When asked if he feared legislators would repeal the cap, or carve out a one-time exception and tap those funds to close the shortfall, Malloy said, “I don’t even anticipate they would do it.”
Legislative leaders from both parties pledged in December to begin tackling the budget deficit in January, right after the holidays. So where do things stand now?
“We continue to talk on a bipartisan basis on how to keep the current budget in balance as well as what adjustments are needed” for the fiscal year beginning July 1, said House Speaker Joe Aresimowicz, D-Berlin.
The governor’s budget office estimates the budget for the upcoming fiscal year is about $165 million out of balance. And if lawmakers reverse cuts scheduled to kick in July 1 to the Medicare Savings Program, which helps poor seniors and disabled patients cover prescription medication costs, the potential gap in the upcoming fiscal year swells to more than $250 million.

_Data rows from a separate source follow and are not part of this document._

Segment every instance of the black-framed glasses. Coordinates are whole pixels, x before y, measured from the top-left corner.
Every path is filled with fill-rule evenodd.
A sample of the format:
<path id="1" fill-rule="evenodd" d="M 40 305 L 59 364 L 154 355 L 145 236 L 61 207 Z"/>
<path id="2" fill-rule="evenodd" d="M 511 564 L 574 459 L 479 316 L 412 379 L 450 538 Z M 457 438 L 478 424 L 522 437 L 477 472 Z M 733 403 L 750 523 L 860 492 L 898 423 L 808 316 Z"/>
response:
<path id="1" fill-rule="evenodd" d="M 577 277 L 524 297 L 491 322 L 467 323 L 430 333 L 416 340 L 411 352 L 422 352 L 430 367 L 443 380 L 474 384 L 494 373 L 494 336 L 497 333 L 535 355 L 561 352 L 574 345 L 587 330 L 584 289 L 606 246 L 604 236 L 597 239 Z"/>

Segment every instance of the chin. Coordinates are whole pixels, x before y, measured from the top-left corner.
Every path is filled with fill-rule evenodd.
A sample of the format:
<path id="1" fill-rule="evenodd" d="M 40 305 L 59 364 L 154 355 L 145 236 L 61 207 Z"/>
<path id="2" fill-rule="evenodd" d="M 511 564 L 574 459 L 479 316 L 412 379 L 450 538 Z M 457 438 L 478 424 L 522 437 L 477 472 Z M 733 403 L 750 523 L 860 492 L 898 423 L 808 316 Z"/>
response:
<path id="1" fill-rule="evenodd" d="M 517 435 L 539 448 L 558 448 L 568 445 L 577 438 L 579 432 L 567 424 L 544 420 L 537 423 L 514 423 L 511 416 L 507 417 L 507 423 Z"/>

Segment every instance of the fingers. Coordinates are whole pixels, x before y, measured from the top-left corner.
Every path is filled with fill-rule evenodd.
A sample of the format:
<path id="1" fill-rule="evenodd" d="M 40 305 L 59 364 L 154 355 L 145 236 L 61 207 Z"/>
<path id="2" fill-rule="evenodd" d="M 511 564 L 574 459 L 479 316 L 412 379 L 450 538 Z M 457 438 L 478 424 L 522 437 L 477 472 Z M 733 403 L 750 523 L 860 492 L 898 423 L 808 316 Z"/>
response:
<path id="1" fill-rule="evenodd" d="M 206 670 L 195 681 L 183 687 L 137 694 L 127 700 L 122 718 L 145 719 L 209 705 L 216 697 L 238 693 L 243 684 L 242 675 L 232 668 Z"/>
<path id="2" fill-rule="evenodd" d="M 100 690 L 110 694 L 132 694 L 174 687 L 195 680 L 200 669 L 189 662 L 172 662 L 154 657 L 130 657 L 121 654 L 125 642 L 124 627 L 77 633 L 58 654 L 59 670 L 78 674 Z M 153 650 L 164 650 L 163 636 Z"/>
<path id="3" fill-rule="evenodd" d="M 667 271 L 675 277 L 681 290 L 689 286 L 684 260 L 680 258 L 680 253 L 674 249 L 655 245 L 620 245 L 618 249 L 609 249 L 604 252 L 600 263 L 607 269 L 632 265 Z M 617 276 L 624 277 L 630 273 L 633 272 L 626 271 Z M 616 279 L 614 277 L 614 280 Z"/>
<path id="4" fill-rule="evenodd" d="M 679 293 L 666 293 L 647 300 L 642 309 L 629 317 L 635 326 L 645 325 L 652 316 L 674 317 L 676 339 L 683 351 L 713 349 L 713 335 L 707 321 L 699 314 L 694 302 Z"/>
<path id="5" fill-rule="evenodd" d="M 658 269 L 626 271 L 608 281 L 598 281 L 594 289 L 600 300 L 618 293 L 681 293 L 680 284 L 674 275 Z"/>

Adam Joseph, spokesman for the Senate Democratic Caucus, said only that legislative leaders had scheduled another budget meeting for Wednesday afternoon.
“We have had discussions with Democrats and our Senate colleagues about how and when to address the deficit and those discussions continue,’’ said House Minority Leader Themis Klarides, R-Derby.
The Senate Republican caucus did not comment for this story, but Senate Republican leader Len Fasano of North Haven has said his caucus is developing plans to close the shortfall.